Garden Elements – Water Features

by Steve McRae (Landscape Consultant & Designer, Entrepreneur)

The Element of Water in the Landscape

Water is a key element when designing your landscape. That’s my opinion, and I regard my opinion very highly. If you don’t integrate water into your landscape design you are missing the boat. Throughout gardening history water has played a very important role. Water can be invigorating – adding energy and excitement – or Zen-like when incorporated into the overall plan. A rushing waterfall, a trickling stream or a flaccid pond adorned with waterlilies will add a special feel to your garden.

Asian gardens, famous for their water features, have inspired landscape and garden designers for many years in New England. When I designed landscapes the first thing I thought of was how water would play into the design. I’d look at a raw landscape and visualize a waterfall or fish pond or some sort of water feature before I even started worrying about where the plants would go. I’d make it the central focus of the design and build the rest of the landscape and gardens around the water. Of course there are many other variables to consider and the list is long, but this simplistic approach always brought water into the conversation with my clients. All the other design factors could be worked out once water became my clients’ focus. On a rare occasion a water feature could not be worked into the landscape.

A water feature may be passive or it may be highly interactive. A contemplative water feature, still and reflective is the essence of the Zen-like attributes of an Asian garden. Instilling this meditative feature into your garden will offer you and your garden visitors hours of tranquility. However, making your water feature interactive will bring vitality to your garden. A raised water garden that you can walk by at belt level or sit down beside, allowing you to put your hands into the water or to feed fish at eye-level can be exhilarating to the soul. Cascading waterfalls or rushing streams add emotion to a potentially stoic landscape, yet they still may add a meditative and hypnotic characteristic to your garden.

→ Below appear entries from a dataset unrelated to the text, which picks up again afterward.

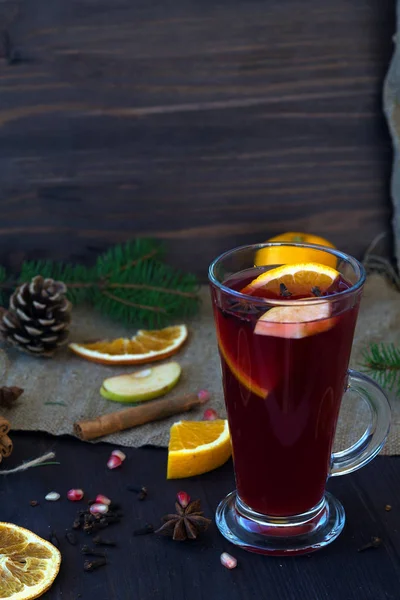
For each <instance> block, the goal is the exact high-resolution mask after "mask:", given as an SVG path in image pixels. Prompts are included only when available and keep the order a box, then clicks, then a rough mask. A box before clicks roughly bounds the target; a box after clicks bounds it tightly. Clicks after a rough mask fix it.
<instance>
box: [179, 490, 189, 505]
mask: <svg viewBox="0 0 400 600" xmlns="http://www.w3.org/2000/svg"><path fill="white" fill-rule="evenodd" d="M176 499H177V500H178V502H179V504H180V505H181V506H182V508H186V507H187V505H188V504H189V503H190V496H189V494H188V493H187V492H178V493H177V495H176Z"/></svg>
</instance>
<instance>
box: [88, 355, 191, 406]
mask: <svg viewBox="0 0 400 600" xmlns="http://www.w3.org/2000/svg"><path fill="white" fill-rule="evenodd" d="M180 376H181V367H180V365H179V364H178V363H177V362H169V363H165V364H163V365H158V366H156V367H149V368H147V369H141V370H140V371H136V372H135V373H129V374H127V375H117V376H115V377H109V378H108V379H105V380H104V381H103V385H102V387H101V389H100V394H101V395H102V396H103V397H104V398H107V400H114V401H116V402H144V401H145V400H152V399H153V398H158V397H159V396H163V395H164V394H166V393H167V392H169V391H170V390H172V388H173V387H174V386H175V385H176V384H177V383H178V381H179V378H180Z"/></svg>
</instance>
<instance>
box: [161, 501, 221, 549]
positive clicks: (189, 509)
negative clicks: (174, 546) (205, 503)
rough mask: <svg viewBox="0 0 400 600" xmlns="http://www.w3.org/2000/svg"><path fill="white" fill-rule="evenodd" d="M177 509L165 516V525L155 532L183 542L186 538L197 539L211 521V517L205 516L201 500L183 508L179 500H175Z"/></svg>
mask: <svg viewBox="0 0 400 600" xmlns="http://www.w3.org/2000/svg"><path fill="white" fill-rule="evenodd" d="M175 509H176V514H174V515H173V514H170V515H165V517H163V521H164V525H162V526H161V527H160V528H159V529H157V531H156V532H155V533H159V534H161V535H166V536H168V537H172V539H173V540H175V541H178V542H183V541H185V540H186V539H189V540H194V539H196V538H197V536H198V535H199V534H200V533H202V532H203V531H205V530H206V529H207V528H208V526H209V525H210V523H211V520H210V519H206V517H203V512H202V511H201V503H200V500H194V501H193V502H190V504H188V506H187V507H186V508H183V507H182V506H181V505H180V504H179V502H175Z"/></svg>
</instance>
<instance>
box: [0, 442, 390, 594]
mask: <svg viewBox="0 0 400 600" xmlns="http://www.w3.org/2000/svg"><path fill="white" fill-rule="evenodd" d="M13 439H14V443H15V450H14V453H13V455H12V456H11V457H10V458H9V459H8V460H7V463H5V462H4V466H6V465H7V466H8V467H11V466H14V465H17V464H19V463H20V462H21V461H22V460H27V459H28V458H30V457H34V456H37V455H38V453H40V452H45V451H48V450H49V449H54V450H55V451H56V453H57V459H58V460H59V461H60V462H61V465H59V466H48V467H38V468H35V469H32V470H31V471H28V472H26V473H24V474H18V475H10V476H8V477H3V478H2V479H1V481H0V486H1V488H0V490H1V491H0V502H1V519H2V520H4V521H11V522H14V523H18V524H19V525H22V526H25V527H28V528H30V529H32V530H33V531H35V532H37V533H38V534H39V535H42V536H47V534H48V526H49V525H51V527H52V528H53V529H54V530H55V531H56V532H57V534H58V536H59V538H60V546H61V550H62V552H63V563H62V568H61V571H60V574H59V576H58V578H57V579H56V582H55V583H54V585H53V587H52V589H51V590H50V591H49V592H48V593H47V594H46V595H45V596H43V598H46V599H47V600H56V599H57V600H60V599H61V598H62V599H63V600H76V599H77V598H82V599H83V600H84V599H90V600H94V599H96V600H128V599H129V600H131V599H135V600H136V599H137V600H170V599H171V598H173V599H174V600H223V599H225V598H229V599H230V600H249V599H253V598H257V599H266V600H267V599H268V600H278V599H279V600H317V599H318V600H325V599H327V600H389V599H393V600H394V599H396V600H397V599H398V598H399V580H400V558H399V548H400V500H399V494H398V490H399V489H400V462H399V459H398V458H395V457H391V458H388V457H380V458H378V459H376V460H375V461H374V462H373V463H372V464H371V465H369V466H367V467H366V468H364V469H363V470H361V471H359V472H358V473H355V474H353V475H349V476H345V477H341V478H337V479H334V480H332V481H331V482H330V483H329V488H330V490H331V491H332V492H333V493H334V494H336V495H337V496H338V498H340V500H341V501H342V502H343V504H344V506H345V509H346V513H347V524H346V527H345V530H344V532H343V534H342V535H341V537H340V538H339V539H338V540H337V541H336V542H335V543H334V544H332V545H331V546H330V547H328V548H327V549H325V550H323V551H321V552H319V553H316V554H314V555H312V556H311V557H306V556H303V557H298V558H286V559H282V558H266V557H262V556H258V555H254V554H250V553H247V552H245V551H241V550H238V549H236V548H234V547H233V546H232V545H231V544H229V543H228V542H226V541H225V540H224V538H222V536H221V535H220V534H219V532H218V531H217V529H216V527H215V525H213V526H212V527H211V529H209V531H208V532H207V533H206V534H205V535H204V536H203V537H202V538H201V539H199V540H197V541H195V542H193V543H189V542H188V543H183V544H180V543H176V542H172V541H170V540H168V539H164V538H158V537H156V536H146V537H133V536H132V531H133V529H135V528H136V527H137V526H138V525H139V524H141V523H143V522H145V521H149V522H153V523H157V521H158V518H159V517H161V515H163V514H165V513H167V512H170V511H171V509H172V508H173V502H174V496H175V494H176V492H177V491H178V490H180V489H185V490H187V491H188V492H189V493H190V494H191V496H192V497H193V498H201V500H202V503H203V508H204V510H205V513H206V514H207V515H208V516H212V515H213V513H214V511H215V508H216V506H217V504H218V501H219V500H220V499H221V497H223V496H224V494H226V493H227V492H228V491H230V490H231V489H232V487H233V475H232V465H231V463H228V464H226V465H225V466H224V467H222V468H220V469H218V470H216V471H214V472H211V473H209V474H206V475H203V476H201V477H196V478H194V479H191V480H186V481H182V480H181V481H167V480H166V479H165V469H166V458H167V453H166V451H165V450H157V449H154V448H143V449H137V450H133V449H127V450H126V452H127V456H128V458H127V461H126V463H125V464H124V466H123V467H122V468H121V469H120V470H115V471H108V470H107V469H106V467H105V464H106V460H107V457H108V456H109V453H110V449H111V447H110V446H109V445H107V444H98V445H96V446H93V445H90V444H85V443H83V442H79V441H77V440H72V439H69V438H57V439H55V438H52V437H50V436H45V435H43V434H41V435H35V434H14V435H13ZM136 482H140V483H145V484H146V485H147V486H148V489H149V496H148V499H147V500H145V501H143V502H139V501H137V500H136V499H135V497H134V496H133V495H132V494H131V493H129V492H127V491H126V489H125V488H126V486H127V485H128V484H131V483H136ZM80 486H82V487H83V488H84V489H85V490H86V491H87V494H88V496H90V495H93V494H96V493H98V492H102V493H105V494H109V495H110V496H112V498H113V499H115V500H116V501H119V502H121V504H122V505H123V508H124V510H125V513H126V516H125V518H124V520H123V522H122V523H121V524H118V525H115V526H114V528H111V527H110V528H109V529H108V531H107V535H108V536H109V537H113V538H114V539H116V540H118V544H119V545H118V548H114V549H113V548H110V549H109V550H108V555H109V565H107V566H106V567H105V568H103V569H101V570H99V571H97V572H94V573H84V572H83V570H82V564H83V558H82V557H81V556H80V555H79V551H78V548H76V547H72V546H70V545H69V544H68V543H67V542H66V541H65V540H64V538H63V532H64V530H65V528H66V527H68V526H69V525H70V522H71V520H72V518H73V515H74V514H75V511H76V504H72V503H70V502H68V501H67V500H66V499H63V500H60V501H59V502H56V503H48V502H46V501H45V500H44V499H43V498H44V495H45V494H46V493H47V492H48V491H50V490H53V489H54V490H58V491H59V492H60V493H63V494H65V492H66V491H67V490H68V489H69V488H70V487H80ZM32 499H36V500H39V501H40V506H37V507H36V508H32V507H31V506H30V505H29V501H30V500H32ZM388 503H389V504H391V505H392V507H393V508H392V511H391V512H386V511H385V508H384V507H385V505H386V504H388ZM370 536H380V537H382V538H383V539H384V546H383V547H381V548H379V549H376V550H369V551H366V552H363V553H358V552H357V549H358V548H359V547H360V546H362V545H363V544H364V543H365V542H367V541H368V540H369V538H370ZM88 537H89V536H83V534H82V539H84V540H85V542H87V538H88ZM222 551H228V552H231V553H232V554H234V555H235V556H236V557H237V559H238V563H239V565H238V568H237V569H236V570H235V571H228V570H226V569H224V568H223V567H222V566H221V565H220V563H219V556H220V554H221V552H222Z"/></svg>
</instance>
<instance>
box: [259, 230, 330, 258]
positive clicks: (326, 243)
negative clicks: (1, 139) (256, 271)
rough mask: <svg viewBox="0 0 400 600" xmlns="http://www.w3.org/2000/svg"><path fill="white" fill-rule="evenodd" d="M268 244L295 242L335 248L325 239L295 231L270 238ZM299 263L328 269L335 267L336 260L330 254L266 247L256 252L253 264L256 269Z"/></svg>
mask: <svg viewBox="0 0 400 600" xmlns="http://www.w3.org/2000/svg"><path fill="white" fill-rule="evenodd" d="M268 242H297V243H300V244H313V245H315V244H316V245H318V246H325V247H326V248H335V246H334V245H333V244H332V243H331V242H329V241H328V240H326V239H325V238H322V237H320V236H318V235H311V234H309V233H299V232H296V231H288V232H286V233H282V234H280V235H276V236H275V237H272V238H270V239H269V240H268ZM301 262H303V263H306V262H316V263H321V264H324V265H328V267H336V265H337V258H336V256H335V255H334V254H331V253H330V252H322V251H321V250H314V249H312V248H301V247H291V246H266V247H265V248H262V249H261V250H258V252H257V253H256V256H255V264H256V266H257V267H260V266H263V265H286V264H292V263H301Z"/></svg>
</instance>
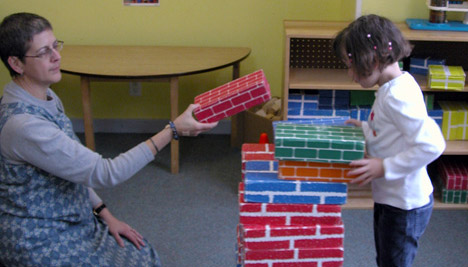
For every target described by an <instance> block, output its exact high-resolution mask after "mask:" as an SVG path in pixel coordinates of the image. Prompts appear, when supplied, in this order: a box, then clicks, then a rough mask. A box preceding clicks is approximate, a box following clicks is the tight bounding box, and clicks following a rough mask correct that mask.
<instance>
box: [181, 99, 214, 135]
mask: <svg viewBox="0 0 468 267" xmlns="http://www.w3.org/2000/svg"><path fill="white" fill-rule="evenodd" d="M199 106H200V105H199V104H190V106H188V108H187V109H186V110H185V111H184V113H182V114H181V115H180V116H179V117H177V118H176V119H175V120H174V124H175V126H176V129H177V133H178V134H180V135H182V136H197V135H198V134H200V133H202V132H206V131H209V130H211V129H213V128H214V127H215V126H216V125H218V122H212V123H200V122H198V121H196V120H195V118H194V117H193V115H192V114H193V111H194V110H195V109H197V108H198V107H199Z"/></svg>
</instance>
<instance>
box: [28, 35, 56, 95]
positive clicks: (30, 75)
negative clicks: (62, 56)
mask: <svg viewBox="0 0 468 267" xmlns="http://www.w3.org/2000/svg"><path fill="white" fill-rule="evenodd" d="M54 47H57V39H56V38H55V36H54V33H53V32H52V30H45V31H43V32H41V33H39V34H36V35H35V36H34V37H33V40H32V41H31V43H30V48H29V50H28V51H26V54H25V55H26V57H24V60H23V62H24V64H23V76H24V78H27V79H28V80H29V81H30V82H32V83H34V84H36V85H38V86H45V87H49V86H50V85H51V84H53V83H57V82H59V81H60V79H61V78H62V74H61V72H60V59H61V57H60V53H59V52H58V51H57V50H55V49H54ZM47 51H49V52H50V53H47ZM41 54H42V56H41V57H35V56H38V55H41Z"/></svg>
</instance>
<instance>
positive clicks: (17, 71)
mask: <svg viewBox="0 0 468 267" xmlns="http://www.w3.org/2000/svg"><path fill="white" fill-rule="evenodd" d="M8 64H9V65H10V67H11V68H12V69H13V70H14V71H16V72H17V73H18V74H19V75H23V72H24V63H23V62H21V60H19V58H18V57H15V56H9V57H8Z"/></svg>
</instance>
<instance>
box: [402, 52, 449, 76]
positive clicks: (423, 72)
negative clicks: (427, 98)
mask: <svg viewBox="0 0 468 267" xmlns="http://www.w3.org/2000/svg"><path fill="white" fill-rule="evenodd" d="M429 65H445V59H436V58H431V57H411V58H410V69H409V72H410V73H411V74H421V75H424V76H426V75H427V73H428V71H429Z"/></svg>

The lay of the land doesn’t necessarily dictate the water feature, but the size of the area to be landscaped definitely determines what kinds of water features can be integrated into the design. A trickling water feature in a small garden, a gentle waterfall in a larger garden or a dynamic cascading waterfall forming into a stream and winding its way to a larger body of water which might contain Koi or at the least floating and marginal plants. Water is a life force that resonates in karma necessary to our very existence.